B.6.4. Cette préoccupation a été réaffirmée au cours des travaux préparatoires de la disposition attaquée : « Dans le régime projeté, le mandat de base du chef de corps a désormais une durée de 5 ans : une période au cours de laquelle il y a moyen, véritablement, de mener un travail de gestion, de déployer des formes particulières d'organisation de l'activité judiciaire, ou encore de développer une politique criminelle, en s'appuyant sur le plan de gestion tracé en vue de la procédure de désignation » (Doc. parl., Sénat, 2005-2006, n° 3-1707/5, p. 3).
B.7. Compte tenu des réformes du statut de la magistrature introduites depuis 1998 dans le Code judiciaire, il n'est pas déraisonnable d'exiger que le candidat à un mandat de chef de corps dispose du temps suffisant pour réaliser le plan de gestion qu'il a déposé.
En exigeant que ce candidat dispose encore, au moins, de cinq années de présence effective dans la magistrature, le législateur a aligné cette exigence sur la durée du mandat fixé par la même loi. Une telle fixation est en rapport avec l'objectif poursuivi et n'est pas disproportionnée à celui-ci.
B.8. Il découle de ce qui précède que la disposition attaquée ne crée pas une différence de traitement injustifiée entre les candidats à un mandat de premier président de cour d'appel selon qu'ils sont éloignés d'au moins cinq ans ou de moins de cinq ans de l'âge de la retraite au moment où s'ouvre effectivement ce mandat.

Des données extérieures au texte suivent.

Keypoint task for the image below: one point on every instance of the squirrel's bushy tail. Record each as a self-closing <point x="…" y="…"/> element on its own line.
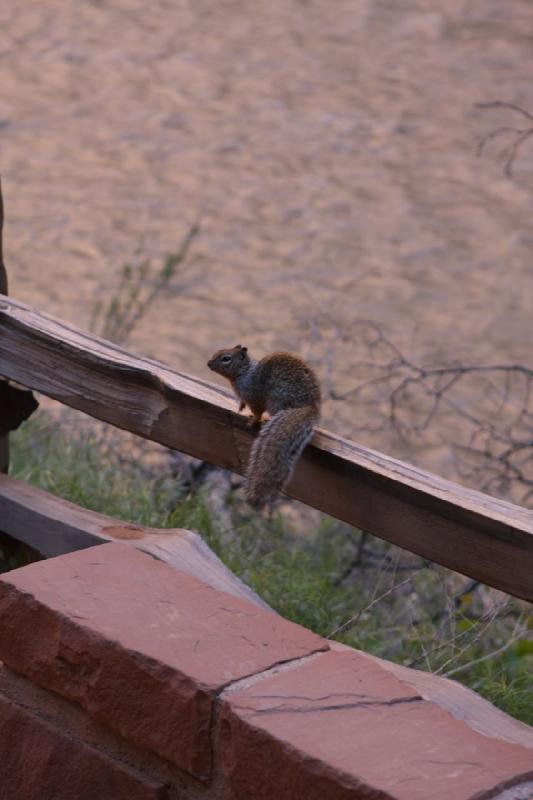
<point x="276" y="450"/>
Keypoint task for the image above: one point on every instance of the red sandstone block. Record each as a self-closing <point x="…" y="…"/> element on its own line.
<point x="39" y="762"/>
<point x="341" y="727"/>
<point x="142" y="647"/>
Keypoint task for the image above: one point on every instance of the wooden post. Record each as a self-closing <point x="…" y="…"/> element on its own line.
<point x="4" y="440"/>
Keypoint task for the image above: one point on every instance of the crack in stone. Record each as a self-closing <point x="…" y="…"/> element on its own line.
<point x="288" y="709"/>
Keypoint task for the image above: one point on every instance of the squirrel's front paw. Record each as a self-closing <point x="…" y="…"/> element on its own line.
<point x="254" y="422"/>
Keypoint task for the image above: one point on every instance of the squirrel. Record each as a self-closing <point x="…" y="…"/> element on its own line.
<point x="285" y="387"/>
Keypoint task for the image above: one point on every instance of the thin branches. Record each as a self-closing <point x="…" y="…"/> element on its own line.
<point x="482" y="413"/>
<point x="518" y="136"/>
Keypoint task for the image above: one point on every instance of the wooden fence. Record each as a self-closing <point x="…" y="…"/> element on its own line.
<point x="465" y="530"/>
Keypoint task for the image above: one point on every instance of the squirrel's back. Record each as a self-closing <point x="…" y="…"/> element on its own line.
<point x="286" y="388"/>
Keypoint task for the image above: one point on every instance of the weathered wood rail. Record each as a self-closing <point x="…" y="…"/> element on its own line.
<point x="467" y="531"/>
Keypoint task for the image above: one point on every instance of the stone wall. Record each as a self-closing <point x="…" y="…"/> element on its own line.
<point x="125" y="678"/>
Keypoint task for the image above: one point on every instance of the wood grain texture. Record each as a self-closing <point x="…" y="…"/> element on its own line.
<point x="472" y="533"/>
<point x="53" y="526"/>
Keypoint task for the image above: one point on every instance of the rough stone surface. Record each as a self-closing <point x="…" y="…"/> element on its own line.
<point x="142" y="647"/>
<point x="40" y="762"/>
<point x="339" y="726"/>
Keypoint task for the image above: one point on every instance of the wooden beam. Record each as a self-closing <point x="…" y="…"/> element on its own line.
<point x="472" y="533"/>
<point x="4" y="440"/>
<point x="53" y="526"/>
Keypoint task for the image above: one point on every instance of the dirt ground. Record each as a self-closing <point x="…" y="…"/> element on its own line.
<point x="327" y="149"/>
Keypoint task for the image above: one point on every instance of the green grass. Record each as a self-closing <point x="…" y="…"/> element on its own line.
<point x="400" y="609"/>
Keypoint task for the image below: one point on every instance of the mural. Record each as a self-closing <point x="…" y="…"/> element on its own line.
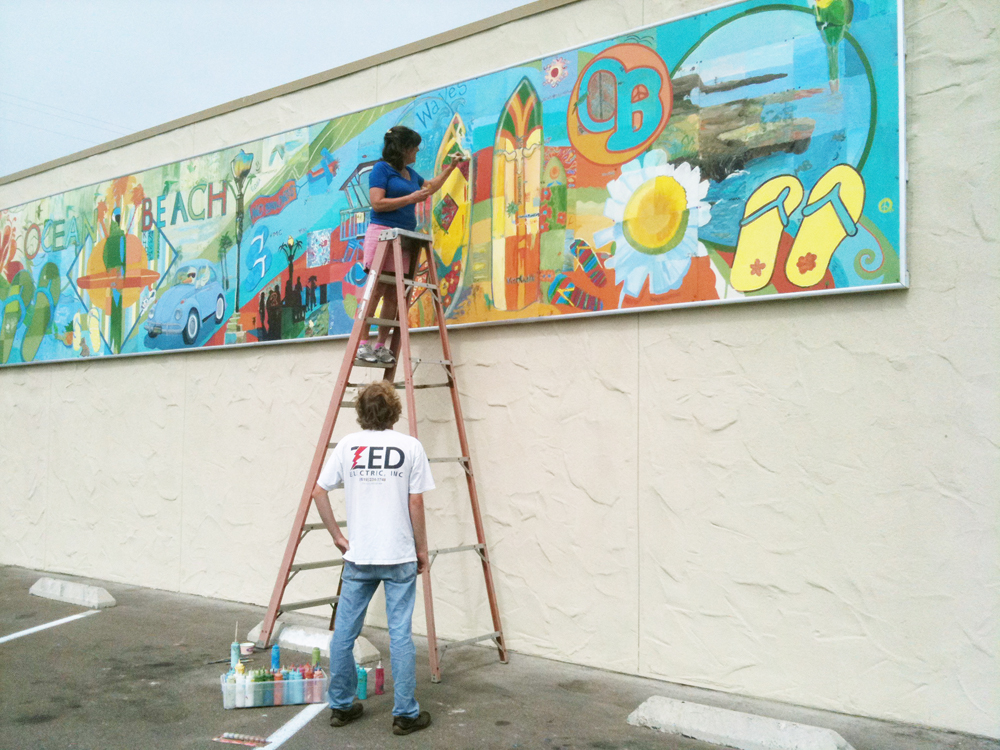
<point x="750" y="151"/>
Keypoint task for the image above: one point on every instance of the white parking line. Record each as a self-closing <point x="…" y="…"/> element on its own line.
<point x="47" y="625"/>
<point x="302" y="718"/>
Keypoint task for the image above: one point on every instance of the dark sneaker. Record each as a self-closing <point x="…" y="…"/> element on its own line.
<point x="406" y="725"/>
<point x="339" y="718"/>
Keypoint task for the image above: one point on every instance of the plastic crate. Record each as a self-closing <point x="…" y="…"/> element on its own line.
<point x="276" y="693"/>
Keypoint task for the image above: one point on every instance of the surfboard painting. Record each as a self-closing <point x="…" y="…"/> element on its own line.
<point x="450" y="223"/>
<point x="744" y="153"/>
<point x="517" y="177"/>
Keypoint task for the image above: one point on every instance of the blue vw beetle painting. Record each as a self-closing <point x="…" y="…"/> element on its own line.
<point x="194" y="299"/>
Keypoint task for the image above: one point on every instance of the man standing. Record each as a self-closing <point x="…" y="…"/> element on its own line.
<point x="384" y="474"/>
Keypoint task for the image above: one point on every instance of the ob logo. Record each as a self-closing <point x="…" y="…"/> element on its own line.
<point x="620" y="104"/>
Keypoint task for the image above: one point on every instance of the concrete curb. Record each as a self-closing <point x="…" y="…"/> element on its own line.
<point x="732" y="728"/>
<point x="75" y="593"/>
<point x="303" y="638"/>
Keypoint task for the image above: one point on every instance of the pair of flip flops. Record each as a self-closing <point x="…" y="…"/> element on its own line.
<point x="831" y="214"/>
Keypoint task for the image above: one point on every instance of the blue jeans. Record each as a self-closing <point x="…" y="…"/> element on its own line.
<point x="359" y="585"/>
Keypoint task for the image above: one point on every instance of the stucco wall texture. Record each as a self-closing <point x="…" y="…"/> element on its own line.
<point x="795" y="500"/>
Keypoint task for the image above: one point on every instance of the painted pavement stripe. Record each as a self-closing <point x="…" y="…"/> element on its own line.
<point x="47" y="625"/>
<point x="302" y="718"/>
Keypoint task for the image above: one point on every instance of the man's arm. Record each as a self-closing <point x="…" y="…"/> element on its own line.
<point x="322" y="499"/>
<point x="419" y="530"/>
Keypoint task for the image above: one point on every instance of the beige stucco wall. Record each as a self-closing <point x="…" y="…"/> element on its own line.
<point x="794" y="500"/>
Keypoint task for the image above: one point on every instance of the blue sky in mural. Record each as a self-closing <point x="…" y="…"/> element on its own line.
<point x="60" y="93"/>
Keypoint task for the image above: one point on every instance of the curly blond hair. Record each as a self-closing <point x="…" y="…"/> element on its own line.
<point x="378" y="406"/>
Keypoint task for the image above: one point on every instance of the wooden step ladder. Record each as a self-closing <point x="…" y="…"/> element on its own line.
<point x="407" y="289"/>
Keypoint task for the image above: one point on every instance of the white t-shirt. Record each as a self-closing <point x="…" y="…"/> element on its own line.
<point x="379" y="469"/>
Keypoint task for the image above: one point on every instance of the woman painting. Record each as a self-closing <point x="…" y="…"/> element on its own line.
<point x="395" y="189"/>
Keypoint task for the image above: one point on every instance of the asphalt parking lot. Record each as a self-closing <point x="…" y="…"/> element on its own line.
<point x="139" y="676"/>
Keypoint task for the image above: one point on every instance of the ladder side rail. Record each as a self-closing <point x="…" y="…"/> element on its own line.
<point x="469" y="477"/>
<point x="432" y="647"/>
<point x="319" y="456"/>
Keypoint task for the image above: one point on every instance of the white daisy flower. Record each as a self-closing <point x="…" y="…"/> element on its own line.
<point x="657" y="209"/>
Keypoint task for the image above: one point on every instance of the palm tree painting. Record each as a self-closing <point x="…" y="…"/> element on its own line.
<point x="517" y="177"/>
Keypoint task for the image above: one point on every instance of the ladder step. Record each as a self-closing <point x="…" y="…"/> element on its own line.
<point x="316" y="565"/>
<point x="463" y="548"/>
<point x="393" y="232"/>
<point x="489" y="636"/>
<point x="310" y="603"/>
<point x="317" y="526"/>
<point x="389" y="278"/>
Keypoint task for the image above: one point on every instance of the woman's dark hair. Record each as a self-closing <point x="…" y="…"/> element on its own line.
<point x="378" y="406"/>
<point x="398" y="140"/>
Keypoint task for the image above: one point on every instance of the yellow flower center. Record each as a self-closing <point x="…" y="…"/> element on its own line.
<point x="656" y="215"/>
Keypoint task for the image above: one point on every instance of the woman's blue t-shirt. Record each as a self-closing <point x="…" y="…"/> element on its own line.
<point x="385" y="176"/>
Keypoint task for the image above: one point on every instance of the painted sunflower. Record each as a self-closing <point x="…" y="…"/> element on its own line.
<point x="657" y="209"/>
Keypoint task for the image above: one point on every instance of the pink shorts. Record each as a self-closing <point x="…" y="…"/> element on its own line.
<point x="371" y="243"/>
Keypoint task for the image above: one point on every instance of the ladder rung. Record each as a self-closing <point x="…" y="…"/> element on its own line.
<point x="389" y="278"/>
<point x="316" y="565"/>
<point x="489" y="636"/>
<point x="317" y="526"/>
<point x="392" y="232"/>
<point x="310" y="603"/>
<point x="463" y="548"/>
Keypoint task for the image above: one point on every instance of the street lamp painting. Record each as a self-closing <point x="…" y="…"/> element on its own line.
<point x="241" y="170"/>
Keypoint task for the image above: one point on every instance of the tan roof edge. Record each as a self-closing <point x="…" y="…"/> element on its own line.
<point x="485" y="24"/>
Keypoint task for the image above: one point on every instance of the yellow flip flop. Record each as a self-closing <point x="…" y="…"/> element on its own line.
<point x="834" y="207"/>
<point x="765" y="217"/>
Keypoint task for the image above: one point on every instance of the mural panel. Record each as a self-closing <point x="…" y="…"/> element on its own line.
<point x="750" y="151"/>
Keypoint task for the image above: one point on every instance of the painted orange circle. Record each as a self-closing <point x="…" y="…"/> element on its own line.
<point x="641" y="70"/>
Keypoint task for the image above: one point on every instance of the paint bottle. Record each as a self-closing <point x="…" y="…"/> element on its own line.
<point x="312" y="690"/>
<point x="362" y="691"/>
<point x="248" y="698"/>
<point x="229" y="690"/>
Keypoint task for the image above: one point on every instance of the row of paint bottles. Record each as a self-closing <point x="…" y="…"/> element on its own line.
<point x="269" y="687"/>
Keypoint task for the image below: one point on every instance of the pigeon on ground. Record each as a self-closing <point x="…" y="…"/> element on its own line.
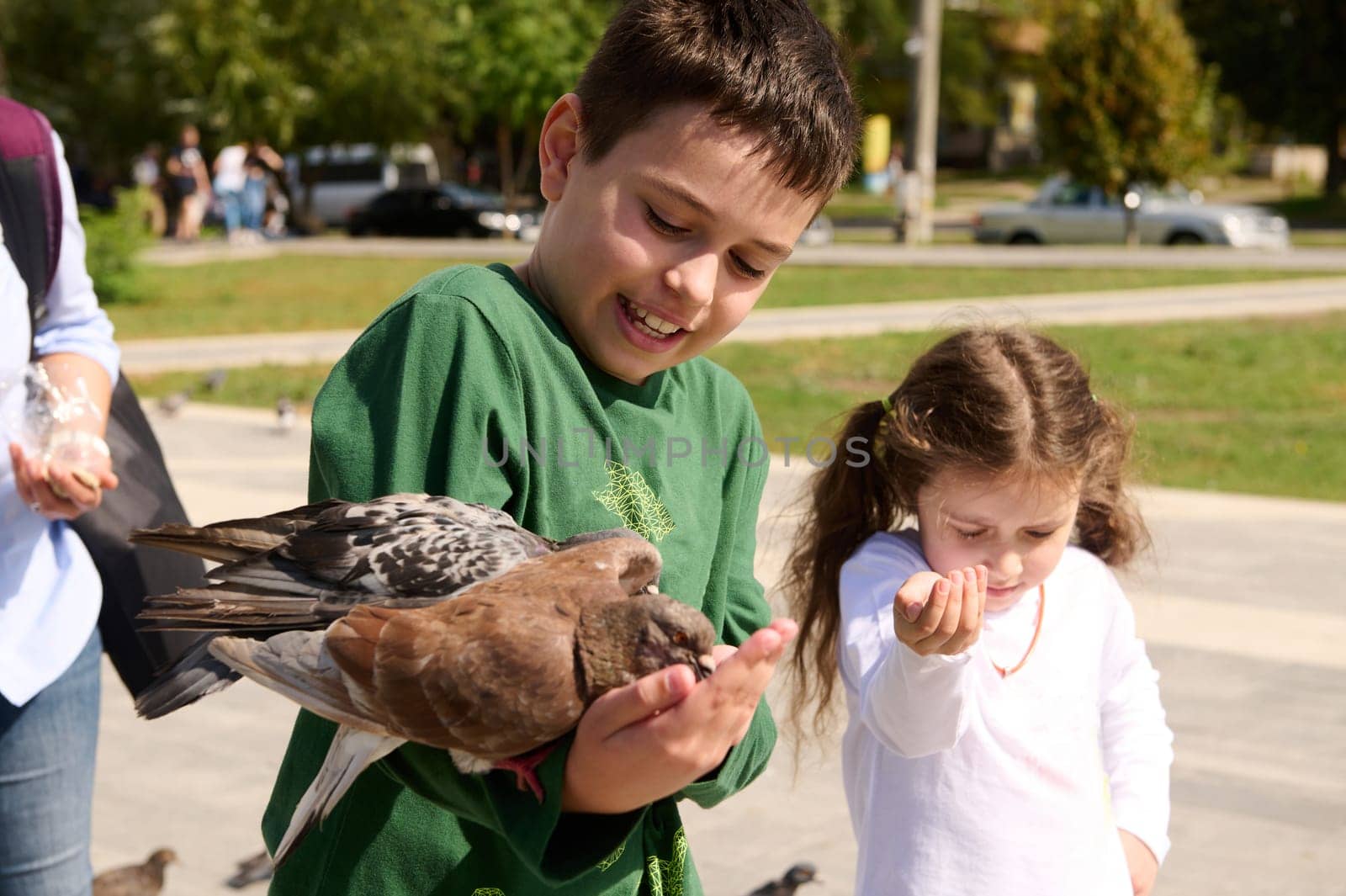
<point x="251" y="871"/>
<point x="796" y="877"/>
<point x="135" y="880"/>
<point x="306" y="567"/>
<point x="215" y="381"/>
<point x="491" y="676"/>
<point x="284" y="415"/>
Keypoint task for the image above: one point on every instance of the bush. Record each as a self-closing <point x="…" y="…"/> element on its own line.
<point x="114" y="240"/>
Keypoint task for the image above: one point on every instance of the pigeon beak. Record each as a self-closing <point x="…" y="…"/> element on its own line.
<point x="704" y="666"/>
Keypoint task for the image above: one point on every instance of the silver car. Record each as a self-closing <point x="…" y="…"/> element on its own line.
<point x="1069" y="211"/>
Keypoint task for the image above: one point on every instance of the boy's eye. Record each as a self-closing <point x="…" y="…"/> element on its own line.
<point x="663" y="226"/>
<point x="746" y="269"/>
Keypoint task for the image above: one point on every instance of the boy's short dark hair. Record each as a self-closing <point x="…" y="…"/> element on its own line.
<point x="767" y="67"/>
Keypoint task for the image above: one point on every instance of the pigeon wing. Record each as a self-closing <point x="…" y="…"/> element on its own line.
<point x="493" y="671"/>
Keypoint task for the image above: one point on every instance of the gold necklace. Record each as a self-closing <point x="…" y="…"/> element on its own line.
<point x="1036" y="630"/>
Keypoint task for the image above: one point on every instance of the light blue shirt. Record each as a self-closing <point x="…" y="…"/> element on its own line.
<point x="49" y="588"/>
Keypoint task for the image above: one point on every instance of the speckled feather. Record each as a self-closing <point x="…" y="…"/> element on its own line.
<point x="306" y="567"/>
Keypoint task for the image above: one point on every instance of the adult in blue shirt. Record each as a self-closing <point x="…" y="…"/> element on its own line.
<point x="50" y="592"/>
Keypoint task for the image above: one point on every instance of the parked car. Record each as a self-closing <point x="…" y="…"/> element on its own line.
<point x="1070" y="211"/>
<point x="443" y="210"/>
<point x="343" y="178"/>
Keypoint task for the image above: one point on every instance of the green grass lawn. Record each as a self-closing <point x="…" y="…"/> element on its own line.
<point x="1319" y="238"/>
<point x="1242" y="406"/>
<point x="295" y="292"/>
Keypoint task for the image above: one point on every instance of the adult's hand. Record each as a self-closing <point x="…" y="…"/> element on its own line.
<point x="57" y="490"/>
<point x="656" y="736"/>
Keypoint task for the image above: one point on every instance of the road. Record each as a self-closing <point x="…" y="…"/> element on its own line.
<point x="861" y="255"/>
<point x="1307" y="296"/>
<point x="1240" y="604"/>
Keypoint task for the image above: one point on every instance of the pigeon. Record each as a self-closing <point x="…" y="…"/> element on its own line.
<point x="251" y="871"/>
<point x="493" y="676"/>
<point x="306" y="567"/>
<point x="284" y="415"/>
<point x="794" y="877"/>
<point x="135" y="880"/>
<point x="172" y="402"/>
<point x="215" y="381"/>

B.9. La lecture conjointe de ces dispositions constitutionnelles avec la directive 2000/78/CE du 27 novembre 2000 portant création d'un cadre général en faveur de l'égalité de traitement en matière d'emploi et de travail n'aboutit pas à une autre conclusion.
Il suffit de relever à cet égard qu'aux termes de l'article 6, paragraphe 1, premier alinéa, de cette directive, les Etats membres peuvent prévoir que des différences de traitement fondées sur l'âge ne constituent pas une discrimination lorsqu'elles sont objectivement et raisonnablement justifiées, dans le cadre du droit national, par un objectif légitime et que les moyens de réaliser cet objectif sont appropriés et nécessaires.
L'article 6, paragraphe 1, deuxième alinéa, sous c), dispose à cet égard que ces différences de traitement peuvent notamment comprendre la fixation d'un âge maximum pour le recrutement, fondée sur la formation requise pour le poste concerné ou la nécessité d'une période d'emploi raisonnable avant la retraite.
B.10. Le moyen n'est pas fondé.
Par ces motifs, la Cour rejette le recours.
Ainsi prononcé en langue néerlandaise, en langue française et en langue allemande, conformément à l'article 65 de la loi spéciale du 6 janvier 1989, à l'audience publique du 7 novembre 2007.
Le greffier, P.-Y. Dutilleux.
Le président, A. Arts.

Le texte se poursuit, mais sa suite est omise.